In a situation of creeping retail inflation — at 7.6 per cent in October — it was only to be expected that the Monetary Policy Committee (MPC) would hold rather than cut the repo rate. Yet, the MPC has done well — given its inflation-targeting mandate — to persist with an accommodating stance in an effort to boost growth, possibly ruling out drastic actions on the liquidity management front to contain inflation. The MPC has acknowledged that inflation has persisted, contrary to its expectations. Yet, it expects much of this to abate over the next two quarters — falling below the crucial 6 per cent mark in Q4 — in the hope that supply-side disruptions will sort themselves out. The MPC’s hopefulness on the growth front has prompted it to revise its forecast for FY 21 to minus 7.5 per cent, from minus 9.5 per cent two months back. The message is clear to the financial sector — that it must continue to push credit across sectors, making full use of the emergency credit window as well as the term repo window.

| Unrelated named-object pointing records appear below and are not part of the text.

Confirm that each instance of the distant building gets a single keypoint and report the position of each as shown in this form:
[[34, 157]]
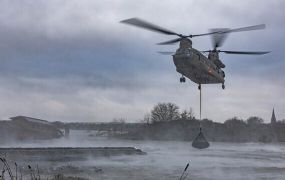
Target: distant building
[[273, 118]]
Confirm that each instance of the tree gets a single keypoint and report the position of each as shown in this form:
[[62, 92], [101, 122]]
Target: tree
[[146, 119], [254, 120], [163, 112], [234, 122]]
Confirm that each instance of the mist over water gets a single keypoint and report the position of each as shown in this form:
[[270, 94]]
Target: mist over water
[[167, 159]]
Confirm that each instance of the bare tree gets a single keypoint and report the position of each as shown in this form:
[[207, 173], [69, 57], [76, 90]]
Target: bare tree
[[164, 112], [146, 119], [187, 115]]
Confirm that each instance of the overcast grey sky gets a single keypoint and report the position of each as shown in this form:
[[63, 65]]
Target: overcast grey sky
[[72, 60]]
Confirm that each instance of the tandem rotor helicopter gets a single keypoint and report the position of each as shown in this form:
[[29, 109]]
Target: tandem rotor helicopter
[[192, 63]]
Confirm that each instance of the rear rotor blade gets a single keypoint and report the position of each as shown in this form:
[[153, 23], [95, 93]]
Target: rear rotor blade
[[170, 41], [166, 52], [149, 26], [249, 28], [246, 52]]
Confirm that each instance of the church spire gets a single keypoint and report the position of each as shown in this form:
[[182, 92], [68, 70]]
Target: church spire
[[273, 118]]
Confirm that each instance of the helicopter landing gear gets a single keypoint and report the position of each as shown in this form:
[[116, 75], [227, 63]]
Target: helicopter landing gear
[[182, 79]]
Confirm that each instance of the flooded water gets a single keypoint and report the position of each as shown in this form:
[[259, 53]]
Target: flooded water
[[167, 159]]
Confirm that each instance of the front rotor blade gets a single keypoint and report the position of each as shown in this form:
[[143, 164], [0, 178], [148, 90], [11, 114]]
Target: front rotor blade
[[149, 26], [166, 52], [218, 39], [246, 52], [170, 41]]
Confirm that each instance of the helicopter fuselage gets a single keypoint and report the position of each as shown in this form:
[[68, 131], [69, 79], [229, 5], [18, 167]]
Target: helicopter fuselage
[[192, 64]]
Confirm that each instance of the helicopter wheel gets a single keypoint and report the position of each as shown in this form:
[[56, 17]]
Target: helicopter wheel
[[182, 79]]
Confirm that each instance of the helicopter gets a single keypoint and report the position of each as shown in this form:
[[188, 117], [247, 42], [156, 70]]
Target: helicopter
[[192, 63]]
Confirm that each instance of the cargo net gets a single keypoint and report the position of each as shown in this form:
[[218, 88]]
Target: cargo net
[[200, 141]]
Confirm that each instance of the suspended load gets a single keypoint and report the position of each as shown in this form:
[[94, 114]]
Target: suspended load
[[200, 142]]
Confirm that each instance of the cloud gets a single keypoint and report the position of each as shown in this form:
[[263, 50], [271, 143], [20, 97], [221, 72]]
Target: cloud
[[69, 60]]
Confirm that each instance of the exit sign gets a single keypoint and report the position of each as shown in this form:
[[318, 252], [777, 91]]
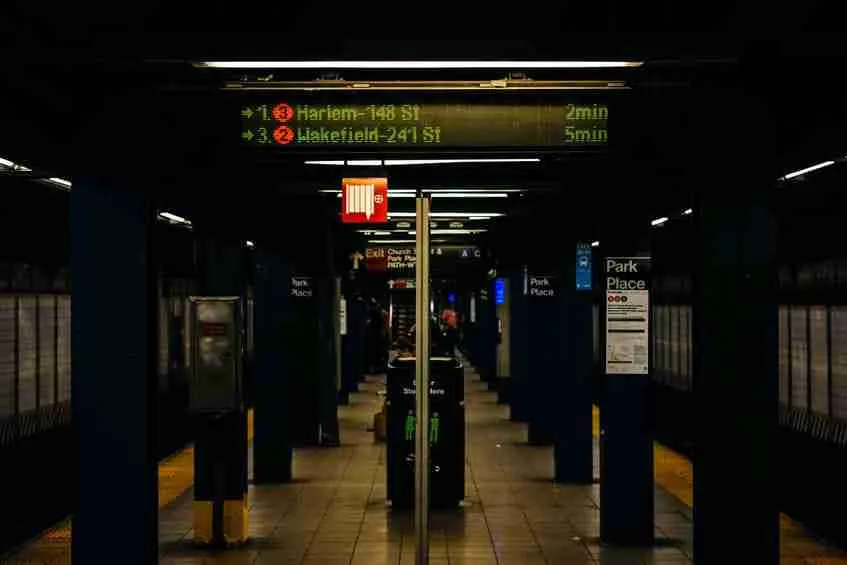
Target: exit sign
[[364, 201]]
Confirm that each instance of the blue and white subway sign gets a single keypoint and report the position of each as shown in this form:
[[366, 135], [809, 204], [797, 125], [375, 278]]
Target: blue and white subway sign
[[499, 291]]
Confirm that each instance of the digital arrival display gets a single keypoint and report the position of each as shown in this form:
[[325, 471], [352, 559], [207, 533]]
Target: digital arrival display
[[288, 123]]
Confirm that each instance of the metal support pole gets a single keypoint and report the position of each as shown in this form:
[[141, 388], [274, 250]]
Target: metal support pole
[[422, 346]]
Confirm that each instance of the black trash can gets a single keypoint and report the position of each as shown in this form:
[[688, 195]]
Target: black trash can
[[447, 433]]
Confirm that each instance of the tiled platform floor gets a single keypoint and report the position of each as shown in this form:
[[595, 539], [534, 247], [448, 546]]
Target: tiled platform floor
[[335, 511]]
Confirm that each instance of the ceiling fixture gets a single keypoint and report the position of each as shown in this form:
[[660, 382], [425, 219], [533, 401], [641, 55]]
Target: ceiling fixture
[[405, 162], [475, 215], [61, 183], [324, 163], [174, 219], [790, 176], [450, 232], [416, 65]]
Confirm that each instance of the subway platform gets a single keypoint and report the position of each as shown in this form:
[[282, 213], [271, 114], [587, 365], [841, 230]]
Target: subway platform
[[335, 510]]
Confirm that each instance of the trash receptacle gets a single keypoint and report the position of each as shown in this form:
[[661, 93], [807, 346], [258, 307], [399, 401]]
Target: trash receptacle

The MPC is also operating in a unique environment, where unabated capital flows have created a mismatch between the bond market rates and the repo rates. The RBI has accumulated $100 billion in forex reserves this fiscal, a situation that, as SBI Research points out, marks a throwback to FY2008. The accretion is on account of the RBI’s efforts to keep the rupee from appreciating by mopping up dollars, as a report in this newspaper on November 30 pointed out. However, this has resulted in the short-term bond market yields falling below even the reverse repo rate of 3.35 per cent, while the long-term yield rules at nearly 200 basis points above the repo rate of 4 per cent. This disparity is despite the fact that the RBI has kept the long end of the curve down to cater to the Centre’s expanded borrowing programme. It has deployed the liquidity-neutral Operation Twist programme, selling short-term paper and buying long-term ones, to manage rates at the long end of the curve. A steep yield curve, with low short-term rates, could encourage speculative behaviour. The RBI should be aware of this possibility.

If it chooses to soak up excess liquidity (in the region of ₹6 lakh crore), it can either allow the currency to appreciate, or mop up dollars and sterilise the extra rupees through ‘market stabilisation bonds’, as attempted some two decades ago. The former is not a good idea, as it can hurt exports. In sum, it is not an easy task to maintain financial stability, while pushing growth — a lesson that central banks learnt in the run-up to the Great Financial Crisis of 2008.